8. Three Categories of Fusion Translation
Gene fusion events can make diverse types of proteins. Among available ORF combinations, in this version, we focused on the in-frame fusion genes, and two other ORFs that can make truncated proteins (5UTR-3CDS (N-truncated proteins) and 5CDS-3UTR (C-truncated proteins)). FusionGDB3 provides the information about three types of ORFs in fusion genes following the central dogma. We provide the full-length transcript sequences and protein sequences. The 3D structures of all these categories are available on FusionPDB2

9. Fusion Gene Targeting Studies
To advance the development of fusion protein targeting therapeutics, we need to know how fusion oncoprotein patients were/are treated in the clinic and what small molecules or therapies have been studied, which is critical for developing fusion protein targeting and personalized therapeutics.
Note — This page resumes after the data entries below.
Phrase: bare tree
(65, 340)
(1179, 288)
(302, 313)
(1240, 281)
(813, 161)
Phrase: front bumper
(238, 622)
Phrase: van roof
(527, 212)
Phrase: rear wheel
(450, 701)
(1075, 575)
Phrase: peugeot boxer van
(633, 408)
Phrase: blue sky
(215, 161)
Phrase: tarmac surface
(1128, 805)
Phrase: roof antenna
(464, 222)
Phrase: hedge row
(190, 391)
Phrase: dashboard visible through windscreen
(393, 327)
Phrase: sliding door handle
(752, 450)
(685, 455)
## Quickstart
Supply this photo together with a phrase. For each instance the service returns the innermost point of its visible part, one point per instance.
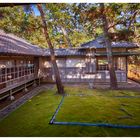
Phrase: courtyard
(80, 104)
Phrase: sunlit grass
(32, 119)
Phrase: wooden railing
(80, 74)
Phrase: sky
(36, 10)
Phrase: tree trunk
(53, 60)
(113, 79)
(67, 40)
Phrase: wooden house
(23, 64)
(88, 63)
(19, 64)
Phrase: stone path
(13, 106)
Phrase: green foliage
(81, 21)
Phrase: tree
(53, 60)
(113, 79)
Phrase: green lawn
(33, 117)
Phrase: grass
(33, 117)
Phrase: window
(102, 64)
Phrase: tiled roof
(10, 44)
(100, 43)
(66, 52)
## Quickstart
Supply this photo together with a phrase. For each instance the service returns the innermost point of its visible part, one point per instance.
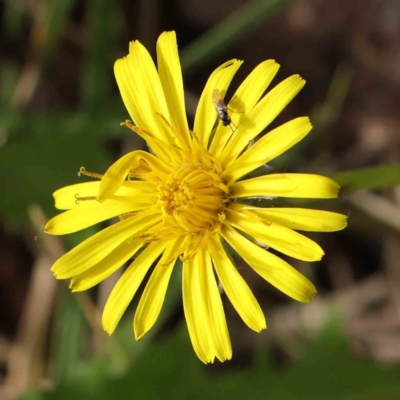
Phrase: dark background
(60, 110)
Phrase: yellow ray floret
(189, 198)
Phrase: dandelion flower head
(187, 198)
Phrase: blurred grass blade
(369, 178)
(228, 31)
(69, 338)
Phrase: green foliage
(170, 369)
(379, 177)
(229, 31)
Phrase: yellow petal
(98, 246)
(244, 100)
(287, 185)
(274, 270)
(126, 287)
(276, 236)
(107, 266)
(196, 314)
(235, 287)
(266, 110)
(205, 114)
(169, 68)
(117, 173)
(267, 148)
(215, 310)
(152, 299)
(65, 198)
(92, 212)
(141, 90)
(303, 219)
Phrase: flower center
(192, 198)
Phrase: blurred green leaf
(43, 153)
(369, 178)
(69, 338)
(170, 369)
(103, 31)
(229, 31)
(56, 14)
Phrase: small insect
(221, 109)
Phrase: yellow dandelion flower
(186, 198)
To fill this crucial gap, we developed FusionPub (Kumar et al., 2025). We performed the PubMed abstract search for 107K human fusion genes with all combinations of 14K drugs/small molecules (1.5 billion times). We also performed the PubMed abstract search for 18K human fusion proteins with all combinations of 8.5K and 8.3K gene synonyms of 5’- and 3’-partners with 14K drugs/small molecules (1.8 quintillion times). In FusionGDB3, the users can access to all fusion gene drug studies and more details can be accessed through FusionPub.